Fed minutes buoy market sentiment
Talk of accommodating a modest overshoot of inflation provides comfort to risk asset markets - despite mixed news on Covid-19
Markets soothed by Fed minutes
Minutes from the last FOMC meeting have provided risk-asset markets with further grounds to rally, not that they seem to require much these days. The gist of the remarks that they seem to like are two-fold:
The Fed is in no hurry to change rates, even if inflation hits its 2% target since the length of current undershoot needs some compensation with a modest overshoot.
The repo purchases will continue into 2Q20, though they will at some stage slow from the current $60bn per month rate
So it looks like to keep markets happy, you don't have to provide liquidity at a faster rate, or cut rates, just indicate that you aren't going to take the liquidity injections away, or raise rates.

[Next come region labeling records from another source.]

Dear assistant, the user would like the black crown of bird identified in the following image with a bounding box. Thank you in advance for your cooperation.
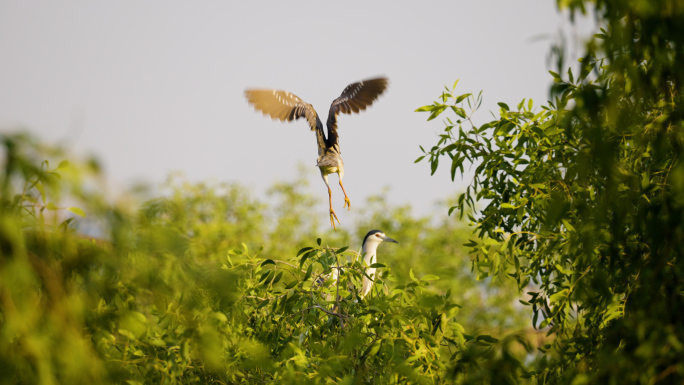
[245,77,388,229]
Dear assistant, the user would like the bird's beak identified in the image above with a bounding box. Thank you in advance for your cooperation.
[382,236,399,243]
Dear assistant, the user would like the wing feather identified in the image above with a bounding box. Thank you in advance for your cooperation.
[245,90,326,156]
[326,77,388,152]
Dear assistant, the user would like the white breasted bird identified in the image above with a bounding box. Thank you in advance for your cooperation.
[245,78,388,228]
[361,230,399,298]
[318,230,399,300]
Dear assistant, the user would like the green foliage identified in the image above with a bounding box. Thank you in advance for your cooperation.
[417,1,684,384]
[0,131,531,384]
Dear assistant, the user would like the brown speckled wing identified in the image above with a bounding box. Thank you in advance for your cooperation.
[326,78,388,152]
[245,90,326,155]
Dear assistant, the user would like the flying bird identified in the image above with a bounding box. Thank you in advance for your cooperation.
[245,77,388,229]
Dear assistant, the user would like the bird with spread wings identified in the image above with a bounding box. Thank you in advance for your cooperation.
[245,78,388,228]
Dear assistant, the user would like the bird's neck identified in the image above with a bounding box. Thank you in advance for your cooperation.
[361,242,380,266]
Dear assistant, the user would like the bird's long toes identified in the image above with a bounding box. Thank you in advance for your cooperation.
[330,209,342,230]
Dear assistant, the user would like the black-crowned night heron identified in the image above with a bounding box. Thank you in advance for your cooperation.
[245,78,388,228]
[328,230,399,298]
[361,230,399,298]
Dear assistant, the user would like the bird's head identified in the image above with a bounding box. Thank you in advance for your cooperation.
[363,230,399,245]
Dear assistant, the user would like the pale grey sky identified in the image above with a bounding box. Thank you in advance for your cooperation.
[0,0,592,219]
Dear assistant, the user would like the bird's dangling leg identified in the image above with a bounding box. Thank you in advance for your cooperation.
[328,187,342,230]
[340,179,351,210]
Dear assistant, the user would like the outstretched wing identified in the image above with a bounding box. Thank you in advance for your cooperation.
[326,78,388,152]
[245,90,325,155]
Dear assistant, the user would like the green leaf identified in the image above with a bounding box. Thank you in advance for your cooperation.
[271,271,283,285]
[456,94,472,104]
[475,334,499,344]
[302,264,313,282]
[67,207,85,218]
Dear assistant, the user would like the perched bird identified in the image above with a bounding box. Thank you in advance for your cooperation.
[361,230,399,298]
[326,230,399,300]
[245,78,388,228]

If I was worried about the value of my investments (and I am), I would say that for the rest of the year, they will probably continue to be supported by this sort of logic. Next year though? If we are rid of epidemic issues, if there is no return to the trade war escalation, if 5G spurs a resumption of business investment and economic activity, and inflation, if not bursting through targets, no longer justifies emergency rates, then I worry.
RBNZ
The Reserve Bank of New Zealand (RBNZ) Governor, Adrian Orr, gave a fairly upbeat view of the New Zealand economy yesterday, adding some weight to our near-term preference for the NZD over the AUD, despite indications that both units have scope to appreciate over the medium term.
Orr described the NZ economy as "resilient" and monetary policy being in a "good place".
It doesn't sound as if the RBNZ is in any hurry to close the gap in rates that has opened up with the Reserve Bank of Australia RBA). Australian wages data yesterday came in at a boring but expected 2.2%YoY. And labour data today was respectable, with a net 13,500 new jobs slightly better than expected and underpinned by a welcome recovery in full-time jobs, which increased by 46,200, more than offsetting the loss of 32,700 part-time jobs.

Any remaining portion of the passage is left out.